HEADLINES
Nursing2017 covers the latest news in nursing and healthcare. See what's making headlines this month!

Tuesday, July 11, 2017

Guest editor: Tina Keeler, MSN, RN, Western Michigan University, Bronson School of Nursing in Kalamazoo, Mich.

Not so long ago, healthcare was primarily rendered in the home. Mothers and midwives attended the sick, and physicians were only called for emergencies. People came to hospitals with life-threatening illnesses, but the rest was taken care of at the kitchen sink.

As modern medicine advanced, hospitals began to emerge as a place of health and care instead of death and dying. Today, people seek out hospitals for a multitude of reasons: to celebrate a birth, to grieve a death, to replace a joint, to fix a gut, to repair damage done, or to prevent future injury.

Patients will have some sort of an experience when they come to the hospital. The question we need to ask ourselves is: What can we do to ensure their experience is a positive one?

Patient experiences are based on interactions with nurses and other staff that patients encounter while in the hospital. For example, Betty came to the ED with abdominal pain and is now having blood drawn. The nurse gives the scripted greeting, but is mechanical and minimally interactive. Even though the nurse has a professional manner and flawless technique, Betty perceives the experience as negative. Why? Her perception was that the nurse's demeanor was cold and uncaring. In reality, the nurse was focused on trying to follow protocol and not break sterile technique or contaminate the specimen. Although the service rendered was adequate, it didn't exceed the patient's expectations. What could the nurse have done better to create a positive patient experience?
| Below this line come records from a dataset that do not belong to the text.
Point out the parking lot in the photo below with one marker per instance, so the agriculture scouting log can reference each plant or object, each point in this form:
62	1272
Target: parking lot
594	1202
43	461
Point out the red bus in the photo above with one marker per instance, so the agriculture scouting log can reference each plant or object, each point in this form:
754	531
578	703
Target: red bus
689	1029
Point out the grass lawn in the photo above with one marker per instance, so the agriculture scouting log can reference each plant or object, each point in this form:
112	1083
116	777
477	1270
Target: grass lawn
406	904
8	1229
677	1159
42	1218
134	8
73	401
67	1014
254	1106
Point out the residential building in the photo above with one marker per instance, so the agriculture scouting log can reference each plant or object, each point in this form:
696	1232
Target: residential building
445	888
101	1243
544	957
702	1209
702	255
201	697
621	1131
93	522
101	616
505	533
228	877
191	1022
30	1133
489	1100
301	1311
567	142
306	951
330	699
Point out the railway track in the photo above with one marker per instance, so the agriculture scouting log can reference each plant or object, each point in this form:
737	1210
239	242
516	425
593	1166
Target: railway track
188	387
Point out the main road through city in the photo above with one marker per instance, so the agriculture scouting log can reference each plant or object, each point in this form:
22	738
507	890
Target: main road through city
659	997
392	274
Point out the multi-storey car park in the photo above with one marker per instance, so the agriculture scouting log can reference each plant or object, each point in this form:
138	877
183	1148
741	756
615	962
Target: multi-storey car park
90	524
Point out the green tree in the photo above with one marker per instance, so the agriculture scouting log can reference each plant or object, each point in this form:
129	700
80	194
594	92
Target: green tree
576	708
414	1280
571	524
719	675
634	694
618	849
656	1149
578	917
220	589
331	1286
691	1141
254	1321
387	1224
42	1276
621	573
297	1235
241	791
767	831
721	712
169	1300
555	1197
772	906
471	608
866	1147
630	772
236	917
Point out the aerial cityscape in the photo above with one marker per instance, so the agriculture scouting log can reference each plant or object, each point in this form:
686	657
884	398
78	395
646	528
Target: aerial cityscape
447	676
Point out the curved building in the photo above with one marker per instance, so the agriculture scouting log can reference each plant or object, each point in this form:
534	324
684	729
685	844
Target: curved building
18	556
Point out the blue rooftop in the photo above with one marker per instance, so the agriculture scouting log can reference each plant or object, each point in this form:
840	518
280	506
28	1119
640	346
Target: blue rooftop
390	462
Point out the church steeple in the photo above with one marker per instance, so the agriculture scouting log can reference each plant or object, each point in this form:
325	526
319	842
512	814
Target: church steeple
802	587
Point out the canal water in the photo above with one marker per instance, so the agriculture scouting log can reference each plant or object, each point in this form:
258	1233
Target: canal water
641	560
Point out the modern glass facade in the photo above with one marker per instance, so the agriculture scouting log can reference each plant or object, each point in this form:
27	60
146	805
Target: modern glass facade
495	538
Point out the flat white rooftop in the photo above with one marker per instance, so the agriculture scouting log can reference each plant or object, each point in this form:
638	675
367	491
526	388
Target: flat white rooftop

First impressions are key, so smile and make a connection. Try starting a friendly conversation: "Oh, I see your name is Betty. My mother's name is Betty. She was named after her favorite aunt. Does yours have a special meaning?" While preparing to draw the blood specimen, the patient is probably secretly sizing up the nurse, who appears young. "Have you done this before?" the patient nervously asks. The nurse smiles once again and explains that she's done this many times before. She then compliments the patient on her lovely veins. "I wish more of my patients had vessels like yours. That would surely make my job easier," she says. The patient nervously adds, "But I've been told my veins roll and I'm a difficult stick." Once again, the nurse smiles and says, "Oh, then I have a special way to hold your arm to help prevent that from happening." Then she demonstrates the technique. The patient is put at ease and her experience is markedly better.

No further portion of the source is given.